Morre Israely Lima, ícone trans do Carnaval acreano; sepultamento solitário escancara hipocrisia LGBT
Marcos Dione, do Notícia Imediata

O Carnaval de Rio Branco perdeu uma de suas figuras mais irreverentes e marcantes. Faleceu na tarde deste sábado, no Pronto Socorro da capital, a cabeleireira e defensora da alegria Israely Lima. Conhecida por sua personalidade vibrante, ela ganhou notoriedade e o carinho do público ao se candidatar por diversas vezes ao título de Rainha Trans do Carnaval acreano, transformando suas participações em momentos icônicos que frequentemente viralizavam e rendiam memes inesquecíveis nas redes sociais.

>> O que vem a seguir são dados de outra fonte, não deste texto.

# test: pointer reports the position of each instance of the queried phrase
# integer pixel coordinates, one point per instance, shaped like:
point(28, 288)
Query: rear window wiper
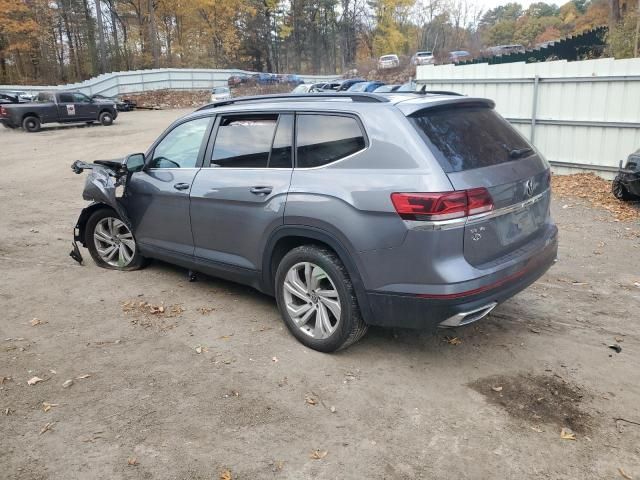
point(520, 152)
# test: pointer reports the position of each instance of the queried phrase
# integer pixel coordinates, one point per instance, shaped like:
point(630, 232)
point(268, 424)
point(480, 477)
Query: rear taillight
point(442, 206)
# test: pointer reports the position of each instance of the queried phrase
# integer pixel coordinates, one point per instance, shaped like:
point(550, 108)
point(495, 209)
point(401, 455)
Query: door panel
point(229, 221)
point(159, 211)
point(157, 199)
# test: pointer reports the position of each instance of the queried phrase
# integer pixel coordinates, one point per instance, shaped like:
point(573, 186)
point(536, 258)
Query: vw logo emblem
point(529, 187)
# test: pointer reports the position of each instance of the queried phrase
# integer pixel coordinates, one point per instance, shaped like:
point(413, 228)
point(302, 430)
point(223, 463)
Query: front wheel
point(317, 300)
point(110, 242)
point(619, 190)
point(106, 119)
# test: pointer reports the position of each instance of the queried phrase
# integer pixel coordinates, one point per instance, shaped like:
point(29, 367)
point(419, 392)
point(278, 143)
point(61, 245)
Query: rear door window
point(244, 141)
point(465, 138)
point(323, 139)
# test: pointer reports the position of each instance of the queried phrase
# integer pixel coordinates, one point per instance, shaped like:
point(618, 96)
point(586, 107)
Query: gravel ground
point(213, 386)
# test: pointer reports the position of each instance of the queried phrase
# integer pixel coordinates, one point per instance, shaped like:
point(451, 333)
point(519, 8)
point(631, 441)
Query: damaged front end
point(101, 189)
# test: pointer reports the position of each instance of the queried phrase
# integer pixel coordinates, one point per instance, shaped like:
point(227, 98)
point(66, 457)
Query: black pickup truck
point(61, 107)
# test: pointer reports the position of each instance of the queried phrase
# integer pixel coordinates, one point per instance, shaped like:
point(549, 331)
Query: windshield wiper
point(520, 152)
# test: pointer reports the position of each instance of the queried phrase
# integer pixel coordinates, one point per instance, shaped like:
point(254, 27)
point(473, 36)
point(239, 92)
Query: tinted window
point(180, 147)
point(324, 139)
point(281, 151)
point(470, 137)
point(244, 141)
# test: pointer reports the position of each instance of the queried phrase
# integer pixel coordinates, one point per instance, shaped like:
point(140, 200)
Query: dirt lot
point(214, 386)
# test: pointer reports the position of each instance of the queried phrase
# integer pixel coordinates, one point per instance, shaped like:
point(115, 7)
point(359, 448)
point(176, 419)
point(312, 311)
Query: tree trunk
point(101, 46)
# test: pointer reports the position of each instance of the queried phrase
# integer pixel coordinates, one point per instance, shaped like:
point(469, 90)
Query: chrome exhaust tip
point(465, 318)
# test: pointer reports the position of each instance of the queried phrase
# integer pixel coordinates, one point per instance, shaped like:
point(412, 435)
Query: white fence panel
point(156, 79)
point(580, 115)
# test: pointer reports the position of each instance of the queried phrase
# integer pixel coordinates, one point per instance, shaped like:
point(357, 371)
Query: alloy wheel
point(114, 242)
point(312, 300)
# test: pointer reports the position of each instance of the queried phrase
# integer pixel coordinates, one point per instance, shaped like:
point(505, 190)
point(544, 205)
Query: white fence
point(157, 79)
point(580, 115)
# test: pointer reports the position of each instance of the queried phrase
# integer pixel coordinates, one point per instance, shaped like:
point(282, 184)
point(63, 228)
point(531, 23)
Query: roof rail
point(355, 97)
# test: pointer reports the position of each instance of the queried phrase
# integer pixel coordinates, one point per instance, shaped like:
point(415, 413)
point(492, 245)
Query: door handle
point(261, 190)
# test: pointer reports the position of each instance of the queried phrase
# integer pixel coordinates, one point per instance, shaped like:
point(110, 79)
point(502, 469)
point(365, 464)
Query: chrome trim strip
point(472, 220)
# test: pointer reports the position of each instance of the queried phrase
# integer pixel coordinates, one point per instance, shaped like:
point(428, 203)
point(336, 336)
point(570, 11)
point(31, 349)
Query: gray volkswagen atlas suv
point(403, 210)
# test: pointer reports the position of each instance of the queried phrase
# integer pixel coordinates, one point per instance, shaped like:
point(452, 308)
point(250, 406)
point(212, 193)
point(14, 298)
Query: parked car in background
point(423, 58)
point(388, 61)
point(20, 94)
point(61, 107)
point(346, 84)
point(264, 78)
point(220, 93)
point(123, 104)
point(235, 80)
point(365, 86)
point(626, 185)
point(307, 212)
point(292, 79)
point(8, 98)
point(386, 88)
point(407, 87)
point(458, 56)
point(505, 49)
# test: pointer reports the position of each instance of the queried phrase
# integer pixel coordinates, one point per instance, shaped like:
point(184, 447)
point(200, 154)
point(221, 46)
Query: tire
point(327, 274)
point(619, 191)
point(106, 119)
point(105, 223)
point(31, 124)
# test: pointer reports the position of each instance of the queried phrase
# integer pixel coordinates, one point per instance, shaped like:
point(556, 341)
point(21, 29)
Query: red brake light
point(442, 206)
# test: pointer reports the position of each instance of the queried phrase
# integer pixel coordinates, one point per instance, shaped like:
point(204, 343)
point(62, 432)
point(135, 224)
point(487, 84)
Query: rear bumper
point(464, 306)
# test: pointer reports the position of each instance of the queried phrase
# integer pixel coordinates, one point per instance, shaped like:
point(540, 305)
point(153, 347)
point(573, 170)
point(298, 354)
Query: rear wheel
point(619, 190)
point(31, 124)
point(110, 242)
point(317, 300)
point(106, 118)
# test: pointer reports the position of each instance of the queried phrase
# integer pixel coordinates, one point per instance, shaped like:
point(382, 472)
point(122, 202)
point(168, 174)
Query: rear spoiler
point(413, 105)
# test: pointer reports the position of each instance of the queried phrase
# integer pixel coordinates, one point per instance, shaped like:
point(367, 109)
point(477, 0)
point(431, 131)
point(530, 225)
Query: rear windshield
point(468, 137)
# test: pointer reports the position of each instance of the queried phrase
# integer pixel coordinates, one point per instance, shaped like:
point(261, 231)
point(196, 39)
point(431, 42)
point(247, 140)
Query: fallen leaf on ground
point(318, 454)
point(34, 380)
point(47, 427)
point(47, 406)
point(624, 474)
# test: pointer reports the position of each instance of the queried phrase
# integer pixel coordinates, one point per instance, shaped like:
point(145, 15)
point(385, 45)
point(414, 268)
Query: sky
point(488, 4)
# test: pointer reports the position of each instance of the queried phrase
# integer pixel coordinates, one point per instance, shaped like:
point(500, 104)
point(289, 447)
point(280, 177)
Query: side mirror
point(134, 162)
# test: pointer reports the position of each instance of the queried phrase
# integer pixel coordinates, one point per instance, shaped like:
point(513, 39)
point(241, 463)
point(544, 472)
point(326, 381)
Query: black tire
point(106, 118)
point(351, 327)
point(137, 260)
point(619, 191)
point(31, 124)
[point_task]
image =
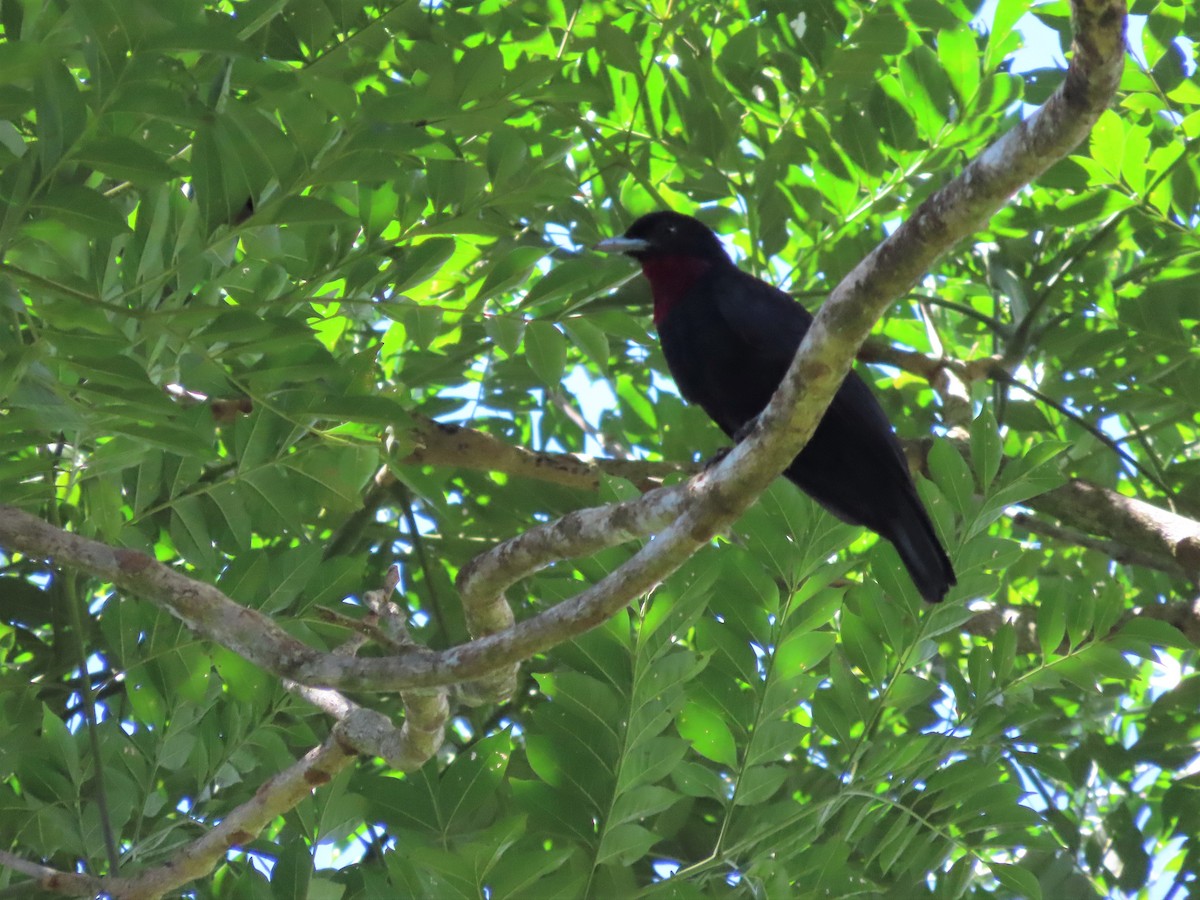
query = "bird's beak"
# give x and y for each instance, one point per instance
(622, 245)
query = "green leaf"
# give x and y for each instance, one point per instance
(83, 210)
(545, 352)
(707, 733)
(1020, 881)
(952, 475)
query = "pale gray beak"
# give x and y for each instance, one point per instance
(622, 245)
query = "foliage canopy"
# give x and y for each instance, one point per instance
(251, 249)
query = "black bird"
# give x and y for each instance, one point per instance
(729, 340)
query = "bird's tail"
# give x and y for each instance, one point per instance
(922, 553)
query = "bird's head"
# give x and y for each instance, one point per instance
(666, 234)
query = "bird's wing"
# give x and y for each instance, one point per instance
(765, 318)
(772, 325)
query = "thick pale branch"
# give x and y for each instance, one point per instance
(713, 499)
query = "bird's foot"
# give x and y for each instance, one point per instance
(744, 431)
(713, 461)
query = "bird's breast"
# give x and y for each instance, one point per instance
(671, 279)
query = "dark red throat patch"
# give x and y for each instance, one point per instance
(671, 277)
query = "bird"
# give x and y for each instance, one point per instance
(730, 337)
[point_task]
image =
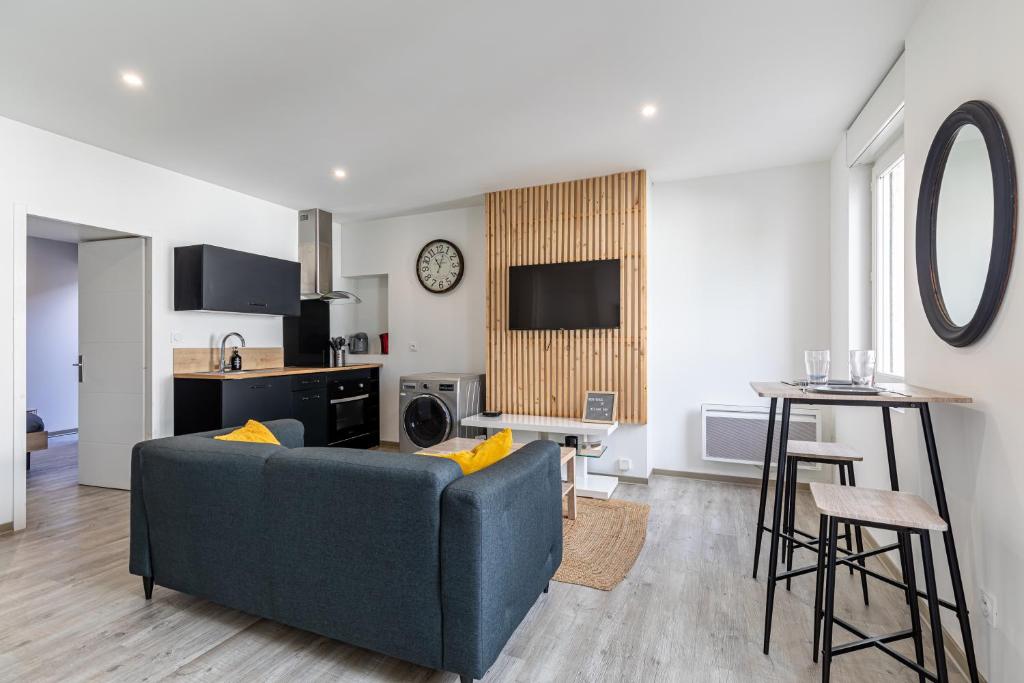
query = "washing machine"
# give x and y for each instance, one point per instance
(432, 404)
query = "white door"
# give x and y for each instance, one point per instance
(112, 345)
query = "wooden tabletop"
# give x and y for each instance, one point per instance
(463, 443)
(270, 372)
(896, 392)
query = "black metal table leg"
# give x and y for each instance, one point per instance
(947, 537)
(819, 584)
(887, 423)
(860, 543)
(791, 514)
(849, 531)
(830, 570)
(764, 485)
(911, 583)
(933, 611)
(776, 519)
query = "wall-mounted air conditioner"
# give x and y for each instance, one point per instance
(737, 433)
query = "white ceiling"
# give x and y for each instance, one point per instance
(429, 102)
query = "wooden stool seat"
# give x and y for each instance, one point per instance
(893, 508)
(824, 452)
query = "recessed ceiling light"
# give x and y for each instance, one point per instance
(131, 79)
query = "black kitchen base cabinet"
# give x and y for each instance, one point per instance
(309, 408)
(338, 409)
(208, 278)
(205, 404)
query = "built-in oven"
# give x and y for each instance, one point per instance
(353, 410)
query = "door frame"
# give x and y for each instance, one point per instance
(19, 342)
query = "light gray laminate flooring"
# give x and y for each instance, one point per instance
(687, 611)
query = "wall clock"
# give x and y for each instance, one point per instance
(439, 266)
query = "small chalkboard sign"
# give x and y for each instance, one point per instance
(600, 407)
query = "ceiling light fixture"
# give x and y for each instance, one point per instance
(131, 79)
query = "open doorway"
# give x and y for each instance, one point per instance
(87, 319)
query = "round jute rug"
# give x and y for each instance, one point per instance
(600, 546)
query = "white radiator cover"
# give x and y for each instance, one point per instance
(737, 433)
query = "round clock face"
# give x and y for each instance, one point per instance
(439, 266)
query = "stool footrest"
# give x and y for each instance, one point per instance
(880, 642)
(871, 641)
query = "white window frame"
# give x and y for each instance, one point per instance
(887, 300)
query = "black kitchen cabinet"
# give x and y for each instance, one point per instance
(205, 404)
(309, 408)
(340, 408)
(208, 278)
(264, 398)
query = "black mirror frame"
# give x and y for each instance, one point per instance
(1004, 224)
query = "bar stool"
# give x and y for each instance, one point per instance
(898, 511)
(843, 457)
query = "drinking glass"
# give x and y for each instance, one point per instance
(862, 367)
(816, 363)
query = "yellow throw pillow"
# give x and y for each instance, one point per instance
(485, 455)
(253, 432)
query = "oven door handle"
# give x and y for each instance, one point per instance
(345, 400)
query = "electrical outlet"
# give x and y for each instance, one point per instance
(989, 608)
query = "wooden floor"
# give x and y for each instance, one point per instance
(688, 610)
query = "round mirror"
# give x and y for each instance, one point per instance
(967, 221)
(964, 225)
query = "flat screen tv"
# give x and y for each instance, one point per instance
(579, 295)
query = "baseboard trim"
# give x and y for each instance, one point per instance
(722, 478)
(953, 648)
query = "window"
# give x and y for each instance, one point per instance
(888, 262)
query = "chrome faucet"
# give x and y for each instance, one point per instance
(223, 343)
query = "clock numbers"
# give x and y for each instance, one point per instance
(439, 266)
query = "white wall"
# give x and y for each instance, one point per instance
(958, 51)
(737, 289)
(449, 329)
(57, 177)
(51, 312)
(955, 52)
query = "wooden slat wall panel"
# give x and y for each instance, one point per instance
(548, 372)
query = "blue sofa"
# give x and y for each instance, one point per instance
(399, 554)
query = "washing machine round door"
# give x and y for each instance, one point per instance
(427, 421)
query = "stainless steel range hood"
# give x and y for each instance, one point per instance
(315, 248)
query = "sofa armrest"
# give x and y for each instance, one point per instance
(501, 544)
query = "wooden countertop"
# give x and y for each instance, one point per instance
(895, 392)
(270, 372)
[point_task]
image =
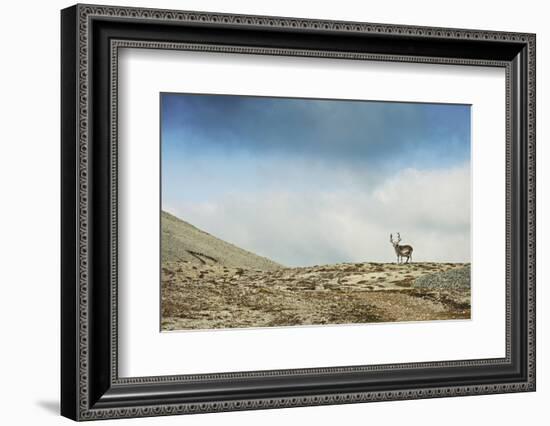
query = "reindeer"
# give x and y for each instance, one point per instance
(401, 251)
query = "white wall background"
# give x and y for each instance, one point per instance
(29, 218)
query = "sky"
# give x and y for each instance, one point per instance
(312, 181)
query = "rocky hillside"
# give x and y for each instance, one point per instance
(208, 296)
(184, 243)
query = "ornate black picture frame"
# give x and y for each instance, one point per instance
(91, 36)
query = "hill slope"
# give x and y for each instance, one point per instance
(182, 241)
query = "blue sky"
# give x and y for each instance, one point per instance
(241, 168)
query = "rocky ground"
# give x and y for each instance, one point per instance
(209, 295)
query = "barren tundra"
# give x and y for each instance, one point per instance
(208, 283)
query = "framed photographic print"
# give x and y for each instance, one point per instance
(263, 212)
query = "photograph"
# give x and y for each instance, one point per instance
(279, 211)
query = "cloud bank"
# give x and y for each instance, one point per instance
(431, 210)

Além de sua forte ligação com a maior festa popular do país, Israely viveu uma trajetória de batalhas e superação. Mulher transexual, ela trabalhou por anos como cabeleireira e também recorreu aos programas sexuais como forma de subsistência, dividindo sua rotina e sua história de vida entre os desafios cotidianos no Acre e períodos em que residiu e trabalhou na Europa. Sua partida, decorrente de complicações causadas por uma pneumonia, deixa um vazio na crônica cultural e na memória da noite acreana.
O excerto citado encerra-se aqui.